Posted by H. Lee Pruett

The Georgia Court of Appeals recently issued an important decision concerning automobile liability and uninsured motorist coverage. In Adams v. State Farm, Case. No. A08A2315 (Ga. Ct. App., Feb. 17 2009), the plaintiff was seriously injured in a car accident with the defendant who had $25,000 in liability coverage. Nationwide, the defendant’s insurer, paid a portion of the limits to Grady Hospital to satisfy a hospital lien.
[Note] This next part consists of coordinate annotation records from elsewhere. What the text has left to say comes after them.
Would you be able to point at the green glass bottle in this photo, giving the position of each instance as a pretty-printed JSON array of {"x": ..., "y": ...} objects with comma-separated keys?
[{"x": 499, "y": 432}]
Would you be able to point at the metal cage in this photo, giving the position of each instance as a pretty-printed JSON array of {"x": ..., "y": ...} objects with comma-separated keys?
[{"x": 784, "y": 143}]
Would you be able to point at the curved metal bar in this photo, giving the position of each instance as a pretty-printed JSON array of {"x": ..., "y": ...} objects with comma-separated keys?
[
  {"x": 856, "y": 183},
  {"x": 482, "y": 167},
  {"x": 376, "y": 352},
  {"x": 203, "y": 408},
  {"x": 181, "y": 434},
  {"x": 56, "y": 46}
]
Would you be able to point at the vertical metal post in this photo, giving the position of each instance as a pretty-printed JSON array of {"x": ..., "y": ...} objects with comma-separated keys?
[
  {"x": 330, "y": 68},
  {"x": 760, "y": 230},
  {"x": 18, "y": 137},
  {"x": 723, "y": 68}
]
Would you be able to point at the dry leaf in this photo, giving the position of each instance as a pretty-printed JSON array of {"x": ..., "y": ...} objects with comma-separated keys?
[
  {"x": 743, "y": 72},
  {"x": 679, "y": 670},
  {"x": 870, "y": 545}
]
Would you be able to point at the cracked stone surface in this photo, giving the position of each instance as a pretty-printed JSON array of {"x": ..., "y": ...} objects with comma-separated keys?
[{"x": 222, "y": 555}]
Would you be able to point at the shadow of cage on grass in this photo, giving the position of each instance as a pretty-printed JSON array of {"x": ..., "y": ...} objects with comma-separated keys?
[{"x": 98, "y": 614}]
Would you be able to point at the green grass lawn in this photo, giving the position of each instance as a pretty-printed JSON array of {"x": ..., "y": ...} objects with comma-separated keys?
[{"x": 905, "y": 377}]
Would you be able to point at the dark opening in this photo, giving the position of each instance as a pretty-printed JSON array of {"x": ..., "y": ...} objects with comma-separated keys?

The balance was paid directly to the plaintiff in exchange for a limited release. The plaintiff then sought uninsured motorist ("UM") coverage from his insurer, State Farm, which provided $100,000 in uninsured motorist coverage. State Farm sought to apply the full amount of the underlying liability coverage as a setoff. The plaintiff argued that State Farm should not be allowed to set off the portion paid to the hospital because payment of the lien reduced the amount of “available” liability coverage.